Enhanced Recovery After Surgery (ERAS) is an international effort to develop perioperative
programs aimed at optimizing patient outcomes and healthcare delivery efficiency. These
programs are composed of intervention bundles based on the principles of best practice,
standardized and consistent healthcare delivery, regular audit, and team feedback, all with a
patient-centered focus. Implementation of such programs has resulted in patient and
healthcare benefits, including promising early results within the cardiac surgical community.
A perioperative, multimodal, opioid-sparing, pain management plan is classified as B-NR
(B-level evidence, nonrandomized studies) in the classification of recommendation and level
of evidence. The ERAS Cardiac Society's grading of this recommendation is appropriate because
it is a laudable goal that requires additional research. Areas of investigation to refine
postoperative pain management include the following: managing patient and provider
expectations, individualizing the dose and types of analgesics, consideration of the
potential cardioprotective effects of opioids, and incorporating nonpharmacologic approaches
to pain management such as regional anesthesia.
Pain after cardiac surgery is caused by several factors; sternotomy, sternal/rib retraction,
pericardiotomy, internal mammarian artery harvesting, saphenous vein harvesting, surgical
manipulation of the parietal pleura, chest tube insertion and other musculoskeletal trauma
during surgery.
Postoperative pain management remains an important clinical challenge in cardiothoracic
surgery. Inadequate postoperative pain control may have adverse pathophysiologic sequelae,
including increased myocardial oxygen demand, hypoventilation, suboptimal clearance of
pulmonary secretions, acute respiratory failure, and decreased mobility, with associated
increased risks for thromboembolic events. These adverse events may result in greater
perioperative morbidity and mortality.
Despite several multimodal approaches to postoperative pain control, optimal pain management
after cardiothoracic procedures remains elusive.

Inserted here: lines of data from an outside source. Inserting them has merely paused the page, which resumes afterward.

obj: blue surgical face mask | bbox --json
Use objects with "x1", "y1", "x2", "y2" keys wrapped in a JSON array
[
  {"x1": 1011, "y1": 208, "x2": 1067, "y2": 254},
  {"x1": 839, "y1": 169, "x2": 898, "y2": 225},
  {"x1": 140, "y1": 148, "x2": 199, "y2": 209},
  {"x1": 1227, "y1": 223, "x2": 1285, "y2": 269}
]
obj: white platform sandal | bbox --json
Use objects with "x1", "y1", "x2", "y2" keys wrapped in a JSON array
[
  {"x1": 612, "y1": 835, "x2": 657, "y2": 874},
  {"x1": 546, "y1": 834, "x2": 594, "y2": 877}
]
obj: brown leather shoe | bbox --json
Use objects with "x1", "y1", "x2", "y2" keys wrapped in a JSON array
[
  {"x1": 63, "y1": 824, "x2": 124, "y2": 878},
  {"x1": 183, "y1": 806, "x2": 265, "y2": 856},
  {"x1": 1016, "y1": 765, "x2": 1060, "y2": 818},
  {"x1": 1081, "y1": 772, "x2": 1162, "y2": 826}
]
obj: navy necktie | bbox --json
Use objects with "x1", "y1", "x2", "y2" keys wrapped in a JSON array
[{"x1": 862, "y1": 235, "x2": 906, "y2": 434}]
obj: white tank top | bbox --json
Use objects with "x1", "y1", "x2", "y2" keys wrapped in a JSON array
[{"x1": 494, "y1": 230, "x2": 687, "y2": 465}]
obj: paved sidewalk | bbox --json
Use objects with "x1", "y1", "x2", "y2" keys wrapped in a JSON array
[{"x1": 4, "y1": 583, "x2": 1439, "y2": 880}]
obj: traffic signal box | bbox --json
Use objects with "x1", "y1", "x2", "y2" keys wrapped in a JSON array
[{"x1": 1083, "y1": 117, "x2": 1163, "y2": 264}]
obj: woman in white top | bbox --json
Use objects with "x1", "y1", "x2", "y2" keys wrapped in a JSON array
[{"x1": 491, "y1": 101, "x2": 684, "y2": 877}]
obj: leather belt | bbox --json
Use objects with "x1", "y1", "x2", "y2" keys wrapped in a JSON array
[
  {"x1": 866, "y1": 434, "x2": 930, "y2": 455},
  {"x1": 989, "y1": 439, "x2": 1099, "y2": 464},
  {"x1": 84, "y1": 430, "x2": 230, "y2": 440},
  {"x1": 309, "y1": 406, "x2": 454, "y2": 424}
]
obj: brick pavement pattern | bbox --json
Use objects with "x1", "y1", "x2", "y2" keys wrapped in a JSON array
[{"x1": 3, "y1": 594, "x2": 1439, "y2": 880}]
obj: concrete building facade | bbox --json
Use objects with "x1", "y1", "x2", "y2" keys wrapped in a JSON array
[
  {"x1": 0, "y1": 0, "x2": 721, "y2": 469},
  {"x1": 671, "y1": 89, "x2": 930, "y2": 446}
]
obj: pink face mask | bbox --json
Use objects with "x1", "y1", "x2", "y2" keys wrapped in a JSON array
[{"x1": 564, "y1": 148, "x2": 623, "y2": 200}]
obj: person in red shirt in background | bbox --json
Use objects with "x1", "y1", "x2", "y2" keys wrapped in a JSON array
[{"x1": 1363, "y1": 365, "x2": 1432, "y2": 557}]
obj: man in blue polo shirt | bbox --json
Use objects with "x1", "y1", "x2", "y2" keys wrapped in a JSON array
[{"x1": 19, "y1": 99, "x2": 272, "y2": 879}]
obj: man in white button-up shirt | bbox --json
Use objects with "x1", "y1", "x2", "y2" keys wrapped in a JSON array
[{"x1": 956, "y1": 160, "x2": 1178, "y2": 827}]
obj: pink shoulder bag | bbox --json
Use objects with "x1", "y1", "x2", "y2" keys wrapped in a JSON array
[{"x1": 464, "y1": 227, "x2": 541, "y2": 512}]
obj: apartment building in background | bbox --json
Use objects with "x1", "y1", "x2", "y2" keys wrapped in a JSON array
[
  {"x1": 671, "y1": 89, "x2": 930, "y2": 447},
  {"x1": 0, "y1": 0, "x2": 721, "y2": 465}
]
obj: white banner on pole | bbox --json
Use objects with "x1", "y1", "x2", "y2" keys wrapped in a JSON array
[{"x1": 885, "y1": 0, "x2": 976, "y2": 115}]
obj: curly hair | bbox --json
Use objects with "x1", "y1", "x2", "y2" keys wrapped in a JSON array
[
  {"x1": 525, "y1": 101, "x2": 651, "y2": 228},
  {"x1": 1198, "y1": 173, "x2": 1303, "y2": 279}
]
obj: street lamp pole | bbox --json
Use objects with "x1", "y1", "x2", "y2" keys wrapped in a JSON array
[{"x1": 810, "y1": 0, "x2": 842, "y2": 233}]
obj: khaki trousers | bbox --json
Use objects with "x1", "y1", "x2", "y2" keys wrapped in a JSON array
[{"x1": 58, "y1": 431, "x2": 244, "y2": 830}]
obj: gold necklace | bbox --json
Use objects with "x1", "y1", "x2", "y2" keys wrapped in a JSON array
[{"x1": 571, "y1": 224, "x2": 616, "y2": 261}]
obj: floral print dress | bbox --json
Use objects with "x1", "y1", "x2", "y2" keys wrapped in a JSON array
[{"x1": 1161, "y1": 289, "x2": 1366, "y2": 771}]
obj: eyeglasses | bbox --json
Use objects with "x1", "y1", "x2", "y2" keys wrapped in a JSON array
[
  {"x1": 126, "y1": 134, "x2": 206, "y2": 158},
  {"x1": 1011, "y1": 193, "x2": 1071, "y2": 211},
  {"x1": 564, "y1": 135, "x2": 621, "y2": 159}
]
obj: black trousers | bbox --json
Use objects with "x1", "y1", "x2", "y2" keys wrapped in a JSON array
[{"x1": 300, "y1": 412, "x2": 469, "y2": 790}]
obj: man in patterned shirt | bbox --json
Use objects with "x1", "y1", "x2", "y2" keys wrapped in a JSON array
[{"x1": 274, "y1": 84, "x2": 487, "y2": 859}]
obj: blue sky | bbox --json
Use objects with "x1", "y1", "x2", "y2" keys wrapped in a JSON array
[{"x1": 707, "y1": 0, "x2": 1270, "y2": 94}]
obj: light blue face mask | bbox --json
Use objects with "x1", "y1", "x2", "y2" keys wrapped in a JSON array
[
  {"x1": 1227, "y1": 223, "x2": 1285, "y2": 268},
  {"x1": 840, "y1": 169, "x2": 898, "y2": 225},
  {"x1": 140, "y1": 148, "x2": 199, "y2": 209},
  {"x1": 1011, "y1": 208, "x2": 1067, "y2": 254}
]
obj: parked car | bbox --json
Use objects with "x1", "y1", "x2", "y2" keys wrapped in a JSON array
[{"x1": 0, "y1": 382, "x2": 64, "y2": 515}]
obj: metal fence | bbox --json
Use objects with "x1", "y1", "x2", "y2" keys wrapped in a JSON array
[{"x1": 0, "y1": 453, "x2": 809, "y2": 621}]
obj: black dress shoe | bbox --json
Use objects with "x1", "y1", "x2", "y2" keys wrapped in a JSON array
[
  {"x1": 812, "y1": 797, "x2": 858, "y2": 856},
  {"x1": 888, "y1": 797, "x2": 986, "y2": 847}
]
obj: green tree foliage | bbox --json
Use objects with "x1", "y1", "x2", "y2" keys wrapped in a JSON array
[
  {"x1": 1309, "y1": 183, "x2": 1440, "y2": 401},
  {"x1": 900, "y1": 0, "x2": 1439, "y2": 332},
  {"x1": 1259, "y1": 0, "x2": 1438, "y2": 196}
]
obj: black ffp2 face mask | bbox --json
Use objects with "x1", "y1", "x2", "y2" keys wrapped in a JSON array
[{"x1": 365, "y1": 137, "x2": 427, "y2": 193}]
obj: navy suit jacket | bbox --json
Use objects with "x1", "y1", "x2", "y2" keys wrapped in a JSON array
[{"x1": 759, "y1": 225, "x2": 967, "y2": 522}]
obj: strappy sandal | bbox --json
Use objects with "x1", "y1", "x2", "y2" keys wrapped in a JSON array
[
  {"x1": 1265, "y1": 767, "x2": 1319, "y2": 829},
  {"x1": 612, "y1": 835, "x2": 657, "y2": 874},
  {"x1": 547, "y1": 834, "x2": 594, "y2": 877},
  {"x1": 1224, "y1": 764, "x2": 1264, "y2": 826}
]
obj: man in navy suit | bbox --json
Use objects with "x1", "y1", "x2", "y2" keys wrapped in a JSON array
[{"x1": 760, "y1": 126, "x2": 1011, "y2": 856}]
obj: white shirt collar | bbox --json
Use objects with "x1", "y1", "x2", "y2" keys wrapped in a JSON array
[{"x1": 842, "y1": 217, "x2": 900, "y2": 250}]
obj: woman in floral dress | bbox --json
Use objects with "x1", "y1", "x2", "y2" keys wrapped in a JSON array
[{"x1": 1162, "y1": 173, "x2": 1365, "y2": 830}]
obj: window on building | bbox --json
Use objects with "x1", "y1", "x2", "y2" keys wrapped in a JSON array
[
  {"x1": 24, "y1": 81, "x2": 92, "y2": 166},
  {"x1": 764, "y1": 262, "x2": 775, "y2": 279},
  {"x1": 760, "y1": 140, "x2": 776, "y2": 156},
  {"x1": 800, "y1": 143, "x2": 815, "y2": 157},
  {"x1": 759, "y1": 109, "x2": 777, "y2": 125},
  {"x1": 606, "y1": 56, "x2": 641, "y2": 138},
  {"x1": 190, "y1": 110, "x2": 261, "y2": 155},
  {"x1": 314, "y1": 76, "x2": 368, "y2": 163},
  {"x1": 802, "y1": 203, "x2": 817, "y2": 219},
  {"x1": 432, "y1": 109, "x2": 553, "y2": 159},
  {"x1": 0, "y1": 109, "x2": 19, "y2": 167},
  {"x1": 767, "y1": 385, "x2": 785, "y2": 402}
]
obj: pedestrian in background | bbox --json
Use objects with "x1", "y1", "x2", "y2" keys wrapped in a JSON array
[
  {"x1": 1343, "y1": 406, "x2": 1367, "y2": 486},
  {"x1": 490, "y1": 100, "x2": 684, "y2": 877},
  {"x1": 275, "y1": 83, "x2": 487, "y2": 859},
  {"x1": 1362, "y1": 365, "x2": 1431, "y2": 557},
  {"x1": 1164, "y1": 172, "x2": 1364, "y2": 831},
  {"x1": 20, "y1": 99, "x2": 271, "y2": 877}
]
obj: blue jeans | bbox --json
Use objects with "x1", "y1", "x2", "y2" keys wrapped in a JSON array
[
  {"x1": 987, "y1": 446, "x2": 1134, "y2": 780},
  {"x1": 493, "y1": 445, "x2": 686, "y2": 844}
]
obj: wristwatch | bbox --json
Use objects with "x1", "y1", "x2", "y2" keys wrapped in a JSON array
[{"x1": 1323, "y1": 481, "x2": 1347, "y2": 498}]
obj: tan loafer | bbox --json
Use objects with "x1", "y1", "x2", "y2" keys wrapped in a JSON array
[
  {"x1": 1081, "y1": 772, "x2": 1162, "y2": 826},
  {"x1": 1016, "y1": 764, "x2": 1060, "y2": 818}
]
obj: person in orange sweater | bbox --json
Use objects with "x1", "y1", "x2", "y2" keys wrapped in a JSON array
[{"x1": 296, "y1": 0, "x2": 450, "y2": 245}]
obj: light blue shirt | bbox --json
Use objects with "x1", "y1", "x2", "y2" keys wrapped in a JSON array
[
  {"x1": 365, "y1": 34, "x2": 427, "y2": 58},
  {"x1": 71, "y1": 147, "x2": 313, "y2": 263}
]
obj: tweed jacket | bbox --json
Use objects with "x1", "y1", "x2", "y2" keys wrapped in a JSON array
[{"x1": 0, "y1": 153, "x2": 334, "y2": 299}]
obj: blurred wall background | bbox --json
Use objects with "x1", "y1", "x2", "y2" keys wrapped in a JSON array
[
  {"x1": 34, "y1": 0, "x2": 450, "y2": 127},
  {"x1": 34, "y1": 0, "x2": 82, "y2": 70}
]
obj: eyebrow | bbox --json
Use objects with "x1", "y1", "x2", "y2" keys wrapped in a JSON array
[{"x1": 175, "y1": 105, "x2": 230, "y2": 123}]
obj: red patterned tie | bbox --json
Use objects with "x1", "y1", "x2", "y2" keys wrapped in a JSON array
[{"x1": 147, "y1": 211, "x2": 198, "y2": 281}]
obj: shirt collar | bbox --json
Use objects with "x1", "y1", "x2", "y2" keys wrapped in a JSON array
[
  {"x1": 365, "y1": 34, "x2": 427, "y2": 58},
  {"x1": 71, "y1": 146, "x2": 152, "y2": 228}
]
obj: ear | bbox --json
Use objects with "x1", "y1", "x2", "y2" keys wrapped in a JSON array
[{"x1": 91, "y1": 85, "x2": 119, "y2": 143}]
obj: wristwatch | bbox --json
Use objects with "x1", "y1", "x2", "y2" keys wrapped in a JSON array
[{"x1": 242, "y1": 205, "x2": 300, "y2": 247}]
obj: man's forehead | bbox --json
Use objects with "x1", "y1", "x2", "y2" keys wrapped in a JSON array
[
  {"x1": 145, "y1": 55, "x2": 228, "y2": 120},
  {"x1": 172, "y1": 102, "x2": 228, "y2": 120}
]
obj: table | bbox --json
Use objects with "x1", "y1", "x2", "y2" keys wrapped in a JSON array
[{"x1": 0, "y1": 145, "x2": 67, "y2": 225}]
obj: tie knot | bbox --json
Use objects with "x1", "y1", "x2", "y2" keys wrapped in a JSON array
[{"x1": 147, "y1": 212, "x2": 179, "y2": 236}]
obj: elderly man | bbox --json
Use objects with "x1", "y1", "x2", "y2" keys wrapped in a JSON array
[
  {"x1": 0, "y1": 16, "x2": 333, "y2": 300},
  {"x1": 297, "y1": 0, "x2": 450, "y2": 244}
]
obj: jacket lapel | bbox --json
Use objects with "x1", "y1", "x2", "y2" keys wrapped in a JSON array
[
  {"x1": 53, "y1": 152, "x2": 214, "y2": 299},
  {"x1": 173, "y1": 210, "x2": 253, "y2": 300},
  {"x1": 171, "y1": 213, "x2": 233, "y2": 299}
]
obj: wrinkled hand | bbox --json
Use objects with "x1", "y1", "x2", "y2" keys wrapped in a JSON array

Regional anesthesia (RA) is often included in enhanced recovery protocols (ERPs) as an
important component of a bundle of interventions to improve outcomes after surgery. Regional
anesthesia techniques, including neuraxial and peripheral nerve block, can provide many
benefits for patients in the perioperative period. These benefits include a decrease in
postoperative pain (subsequently reducing opioid consumption and associated adverse effects),
decrease in nausea and vomiting, improvement in mobilization and recovery of gastrointestinal
function, decrease in length of stay (LOS), reduction in surgical stress response, and
potentially, reduction in morbidity and mortality. They are therefore commonly used to
improve quality of patient care and have also been used as a key component of many enhanced
recovery protocols (ERPs).
The transversus thoracis muscle plane block (TTP) is a newly developed regional anesthesia
technique which provides analgesia to the anterior chest wall. First described by Ueshima and
Kitamura in 2015, the TTP block is a single-shot nerve block that deposits local anesthetic
in the transversus thoracis muscle plane between the internal intercostal and transversus
thoracis muscles. In the original ultrasound- guided cadaveric study, the TTP block was found
to cover the T2-T6 intercostal nerves.
The anterior branches of these intercostal nerves dominate the sensory innervation of the
internal mammary region, suggesting this new technique had potential to provide analgesia for
surgery of the anterior chest wall.
Another technique for blocking multiple anterior branches of intercostal nerves, named the
parasternal intercostal nerve block (PSI block). To perform a PSI block, we inject a local
anesthetic between the pectoral major muscle and the external intercostal muscle. Because
anterior branches of the intercostal nerve penetrate through these two muscles to innervate
the internal mammary area, injection of a local anesthetic to this plane could block anterior
branches of intercostal nerves.
Parasternal intercostal nerve blocks using local anesthetic agents have been shown to provide
improved postoperative pain control and decreased opioid requirements with fewer potential
complications.
This study can reduce economic cost by ENHANCED RECOVERY After Surgery (ERAS) (early
extubation, reduce ICU and hospital stay) and improving postoperative analgesia.
Implementation of such programs has resulted in patient and healthcare benefits, including
promising early results within the cardiac surgical community.